Scientists Find Promising Drug Target For Tuberculosis

Researchers from Imperial and the London School of Hygiene & Tropical Medicine (LSHTM) have discovered a drug target that could potentially help tackle drug-resistant tuberculosis, one of the biggest causes of death worldwide.

Tuberculosis (TB) is one of the ten biggest causes of death worldwide, and one of the three biggest killers among infectious diseases. It caused over 1.25 million deaths in 2023.

"TB is still a major global problem. Millions are affected every year, disproportionately in low- and middle-income countries, and it's an under-recognised problem even in the UK," said Dr Gerald Larrouy-Maumus in Imperial's Department of Life Sciences, one of the study's co-authors. "To make progress, we need a new and radical approach."

Because the bacteria that cause it, Mycobacterium tuberculosis, are hard to reach with antibiotics, completely clearing an infection requires a long course of treatment with multiple antibiotics, and problems such as side-effects mean that patients often fail to follow this through to completion.

This creates a selective pressure for drug-resistant strains to evolve and subsequently spread within the patient and to other people. New drugs are therefore regularly needed to overcome antibiotic resistant strains of the bacteria.

The Imperial and LSHTM researchers, working in collaboration with pharmaceutical company Janssen Pharmaceutica (now Johnson & Johnson Innovative Medicine), discovered that inhibiting an enzyme found in the bacteria called PurF is effective at preventing the bacteria from replicating. This insight has potential to be used by medical researchers to develop new drugs that could get around existing drug-resistance by acting on a different target to existing treatments.

The team made the discovery, which they have published in Nature, after screening thousands of chemical compounds to find ones that kill M. tuberculosis. They found that a molecule known as JNJ-6640 stops the bacteria replicating. "There were a lot of hits but one we were quite excited about. We found one that's incredibly potent against TB," said Dr William Pearson at LSHTM, another study co-author.

Using techniques such as genetic analysis, protein studies and microscopy, the team revealed that compounds worked by inhibiting the PurF enzyme, which the bacteria use to synthesise molecules called purines that all cells need for functions such as metabolism and signalling.

While some bacteria can survive by taking purines from a human or animal host, the researchers used samples of lung tissue from humans and mice to show that the M. tuberculosis bacteria were unable to recover enough purines this way to survive. They then conducted in vivo trials using animal models, which found that JNJ-6640 is effective at reducing TB infection in mice.

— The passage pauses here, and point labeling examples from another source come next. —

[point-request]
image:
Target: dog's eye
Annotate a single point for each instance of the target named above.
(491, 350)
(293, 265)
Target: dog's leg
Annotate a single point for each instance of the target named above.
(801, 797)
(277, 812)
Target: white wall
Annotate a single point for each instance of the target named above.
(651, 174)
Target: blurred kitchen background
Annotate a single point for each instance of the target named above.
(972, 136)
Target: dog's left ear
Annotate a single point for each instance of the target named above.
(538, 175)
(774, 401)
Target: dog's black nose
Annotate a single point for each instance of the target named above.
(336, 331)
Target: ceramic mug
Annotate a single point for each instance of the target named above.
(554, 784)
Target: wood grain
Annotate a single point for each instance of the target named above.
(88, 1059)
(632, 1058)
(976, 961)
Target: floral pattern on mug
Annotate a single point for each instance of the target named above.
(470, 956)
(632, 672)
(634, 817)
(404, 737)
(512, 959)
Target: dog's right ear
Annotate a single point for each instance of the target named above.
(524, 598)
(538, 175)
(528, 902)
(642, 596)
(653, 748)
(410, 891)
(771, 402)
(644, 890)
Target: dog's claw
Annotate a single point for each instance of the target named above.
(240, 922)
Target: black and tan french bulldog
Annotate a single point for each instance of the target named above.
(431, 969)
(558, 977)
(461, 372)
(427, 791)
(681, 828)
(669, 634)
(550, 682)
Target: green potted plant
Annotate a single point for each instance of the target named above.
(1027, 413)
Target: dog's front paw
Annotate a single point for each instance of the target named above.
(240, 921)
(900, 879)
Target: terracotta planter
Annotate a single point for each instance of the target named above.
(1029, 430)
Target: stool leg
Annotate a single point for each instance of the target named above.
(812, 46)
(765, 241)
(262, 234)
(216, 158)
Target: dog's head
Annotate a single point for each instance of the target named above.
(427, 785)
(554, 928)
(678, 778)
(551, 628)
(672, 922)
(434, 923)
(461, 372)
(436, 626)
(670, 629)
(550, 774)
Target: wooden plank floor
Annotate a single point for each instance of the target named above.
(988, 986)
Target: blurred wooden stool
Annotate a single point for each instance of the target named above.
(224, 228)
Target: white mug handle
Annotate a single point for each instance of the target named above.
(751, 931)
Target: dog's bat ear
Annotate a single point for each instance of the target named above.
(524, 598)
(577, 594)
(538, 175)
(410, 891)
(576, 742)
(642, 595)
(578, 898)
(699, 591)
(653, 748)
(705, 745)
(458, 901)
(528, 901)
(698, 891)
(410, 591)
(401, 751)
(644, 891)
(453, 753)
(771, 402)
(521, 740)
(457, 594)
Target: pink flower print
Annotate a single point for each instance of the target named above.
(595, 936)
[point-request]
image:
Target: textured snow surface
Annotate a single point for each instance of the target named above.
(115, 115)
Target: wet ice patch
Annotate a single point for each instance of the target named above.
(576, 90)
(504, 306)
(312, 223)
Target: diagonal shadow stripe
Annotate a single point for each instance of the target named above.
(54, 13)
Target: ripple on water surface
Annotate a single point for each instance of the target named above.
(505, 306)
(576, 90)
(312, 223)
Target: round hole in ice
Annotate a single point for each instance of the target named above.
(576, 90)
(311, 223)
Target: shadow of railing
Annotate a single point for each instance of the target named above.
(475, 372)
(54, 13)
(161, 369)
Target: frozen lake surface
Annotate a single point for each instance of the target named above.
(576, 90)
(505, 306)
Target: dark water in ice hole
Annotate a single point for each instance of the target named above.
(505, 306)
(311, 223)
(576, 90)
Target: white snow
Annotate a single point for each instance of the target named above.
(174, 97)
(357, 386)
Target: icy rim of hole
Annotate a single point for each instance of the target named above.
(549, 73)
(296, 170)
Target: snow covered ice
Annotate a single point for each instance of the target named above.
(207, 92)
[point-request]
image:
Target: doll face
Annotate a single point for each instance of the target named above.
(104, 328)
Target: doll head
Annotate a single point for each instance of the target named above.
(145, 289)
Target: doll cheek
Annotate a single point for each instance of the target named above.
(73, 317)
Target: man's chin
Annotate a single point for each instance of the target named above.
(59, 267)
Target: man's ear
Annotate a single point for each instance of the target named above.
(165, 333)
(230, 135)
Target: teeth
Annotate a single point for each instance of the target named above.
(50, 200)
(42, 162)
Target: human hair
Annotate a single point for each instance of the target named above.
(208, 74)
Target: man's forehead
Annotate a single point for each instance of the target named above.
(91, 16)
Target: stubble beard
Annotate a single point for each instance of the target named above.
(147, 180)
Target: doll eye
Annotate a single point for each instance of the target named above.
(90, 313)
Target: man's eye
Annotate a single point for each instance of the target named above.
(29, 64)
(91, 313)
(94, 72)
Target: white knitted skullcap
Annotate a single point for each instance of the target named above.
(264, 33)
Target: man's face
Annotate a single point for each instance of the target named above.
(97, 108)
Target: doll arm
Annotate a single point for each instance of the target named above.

While JNJ-6640 is not itself a suitable drug candidate because it is not stable enough when ingested, the discovery that inhibiting PurF is an effective way to defeat TB bacteria opens up a new strategy that researchers could use to look for new drug candidates.

Advanced resources

The research was funded by Janssen Pharmaceutica, the Bill and Melinda Gates Foundation and Wellcome. It was also supported by the Agilent Measurement Suite, an analytical science facility at Imperial's White City Campus that provides researchers from Imperial and with access to advanced equipment and technical support.

"The metabolomics using the Agilent instrumentation allowed us to see in chemical terms the products of the PurF enzyme decrease in response to the test compound. This helped us to identify what part of the bacteria were targeted," said co-author Dr Richard Wall at LSHTM. "The open access to state-of-the-art equipment and tailored analysis provided by the Suite was invaluable."

Next steps

Efforts are now ongoing to optimise compounds against this novel drug target, and the published research is available to drug development experts around the world.

Targeting de novo purine biosynthesis for tuberculosis treatment is published in Nature 644, 214–220.